About Scottish Rite Valley of Southwest Georgia
WHAT IS THE SCOTTISH RITE?
The Ancient and Accepted Scottish Rite of Freemasonry is commonly known as the Scottish Rite. It is one of the several appendant bodies of the worldwide fraternity known as Freemasonry that a Master Mason can join.
Each Valley has up to four Scottish Rite bodies, and each body confers a set of degrees. In the Southern Jurisdiction, these are the Lodge of Perfection (4°–14°), Chapter of Rose Croix (15°–18°), Council of Kadosh (19°–30°), and the Consistory (31°–32°). The Supreme Council confers the 33rd Degree of Sovereign Grand Inspector General.
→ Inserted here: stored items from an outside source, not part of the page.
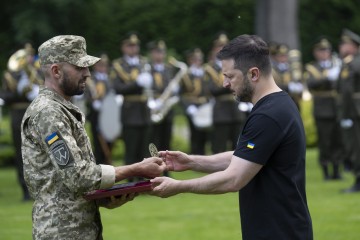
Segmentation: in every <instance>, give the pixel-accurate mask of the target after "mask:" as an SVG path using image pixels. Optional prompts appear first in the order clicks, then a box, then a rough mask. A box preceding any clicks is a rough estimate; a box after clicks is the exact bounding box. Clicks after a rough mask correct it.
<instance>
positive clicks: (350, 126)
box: [339, 30, 360, 192]
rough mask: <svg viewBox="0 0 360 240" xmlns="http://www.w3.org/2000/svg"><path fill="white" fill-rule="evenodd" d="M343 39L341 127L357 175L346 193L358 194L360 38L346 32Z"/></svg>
mask: <svg viewBox="0 0 360 240" xmlns="http://www.w3.org/2000/svg"><path fill="white" fill-rule="evenodd" d="M341 38H342V39H341V40H342V42H341V44H340V54H342V55H344V56H343V62H342V68H341V72H340V80H339V89H340V93H341V97H340V99H341V107H340V112H341V126H342V128H343V134H344V145H345V150H346V151H347V154H348V155H349V156H350V160H351V162H352V165H353V166H352V167H353V170H354V175H355V184H354V185H353V186H352V187H351V188H349V189H347V190H345V191H346V192H358V191H360V148H359V145H360V54H359V45H360V36H358V35H357V34H355V33H353V32H351V31H349V30H344V31H343V33H342V37H341ZM345 45H347V46H345ZM349 45H350V47H351V48H352V49H353V50H352V53H350V54H346V52H347V51H348V50H347V49H348V48H349ZM345 48H346V49H345Z"/></svg>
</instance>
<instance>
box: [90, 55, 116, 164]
mask: <svg viewBox="0 0 360 240" xmlns="http://www.w3.org/2000/svg"><path fill="white" fill-rule="evenodd" d="M109 64H110V63H109V57H108V56H107V54H101V55H100V60H99V61H98V62H97V63H95V64H94V66H93V69H92V72H91V80H92V81H91V84H92V88H93V91H94V94H93V96H92V97H91V106H90V112H89V120H90V122H91V132H92V136H93V146H94V155H95V159H96V163H97V164H109V165H111V164H112V160H111V148H112V144H113V143H111V142H108V141H107V140H106V139H105V138H104V137H103V135H102V133H101V131H100V128H99V111H100V109H101V107H102V101H103V99H104V97H105V96H106V94H107V93H108V92H109V91H110V90H111V89H112V86H111V83H110V79H109Z"/></svg>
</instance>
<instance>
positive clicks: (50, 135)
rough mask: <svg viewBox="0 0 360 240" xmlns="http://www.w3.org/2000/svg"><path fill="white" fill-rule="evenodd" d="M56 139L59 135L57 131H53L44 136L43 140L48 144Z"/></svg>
mask: <svg viewBox="0 0 360 240" xmlns="http://www.w3.org/2000/svg"><path fill="white" fill-rule="evenodd" d="M56 140H59V135H58V134H57V132H53V133H52V134H50V135H49V136H47V137H46V138H45V142H46V144H47V145H48V146H50V145H51V144H53V143H54V142H55V141H56Z"/></svg>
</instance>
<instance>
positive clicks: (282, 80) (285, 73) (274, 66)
mask: <svg viewBox="0 0 360 240" xmlns="http://www.w3.org/2000/svg"><path fill="white" fill-rule="evenodd" d="M272 59H273V60H272V66H273V76H274V79H275V82H276V84H277V85H278V86H279V87H280V88H281V89H282V90H283V91H286V92H288V93H289V95H290V97H291V98H292V99H293V100H294V102H295V104H296V106H297V107H298V108H299V109H300V100H301V97H302V91H303V85H302V83H301V81H300V80H301V79H295V78H294V74H293V70H294V69H292V66H291V62H290V59H289V47H288V46H287V45H286V44H278V45H277V48H276V53H275V54H274V55H273V57H272ZM300 75H301V73H300Z"/></svg>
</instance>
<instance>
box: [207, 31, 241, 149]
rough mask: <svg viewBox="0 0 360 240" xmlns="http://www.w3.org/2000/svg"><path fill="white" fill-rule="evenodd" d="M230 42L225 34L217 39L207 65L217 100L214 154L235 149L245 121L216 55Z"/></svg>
mask: <svg viewBox="0 0 360 240" xmlns="http://www.w3.org/2000/svg"><path fill="white" fill-rule="evenodd" d="M228 41H229V39H228V38H227V36H226V35H225V34H223V33H222V34H220V35H219V36H218V38H217V39H215V41H214V44H213V48H212V50H211V52H210V59H209V62H208V63H207V64H206V65H205V74H206V76H207V78H209V86H210V92H211V94H212V96H213V97H214V98H215V104H214V108H213V113H212V118H213V128H212V130H211V151H212V152H213V153H220V152H225V151H227V150H229V149H234V148H235V146H236V142H237V139H238V131H240V128H241V121H242V120H244V119H245V113H243V112H240V110H239V108H238V104H239V103H237V102H236V101H235V99H234V96H233V94H232V92H231V91H230V90H229V89H227V88H224V87H223V80H224V76H223V74H222V71H221V61H220V60H219V59H217V58H216V54H217V53H218V52H219V51H220V50H221V49H222V47H223V46H225V44H227V43H228ZM229 143H230V145H229Z"/></svg>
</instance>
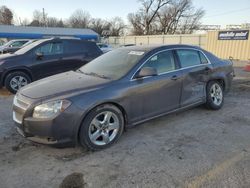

For additional information, please download the brochure, "More Than 3 Degrees." (PDF reader required)
In the early 1950s in Colorado, the Scottish Rite of Freemasonry of the Southern Jurisdiction of the United States initiated a program to help children with speech and language disorders. The results obtained from this program led to the establishment of RiteCare Scottish Rite Childhood Language Program (SRCLP) clinics to provide diagnostic evaluation and treatment of speech and language disorders, as well as learning disabilities.
Today, there are SRCLP clinics, centers, and special programs operating or planned for children and therapists located throughout the United States. Each facility is staffed by speech-language pathologists or other trained personnel. Through the support of Scottish Rite members, these clinics, centers, and programs continue to increase.
The Scottish Rite Foundation of Georgia, Inc. was established August 26, 1980. Its purpose is to give financial aid to gifted Georgia students and provide funding for Georgia RiteCare speech and language disability clinics for children. The Foundation supports the charitable efforts of Georgia's Scottish Rite Freemasons.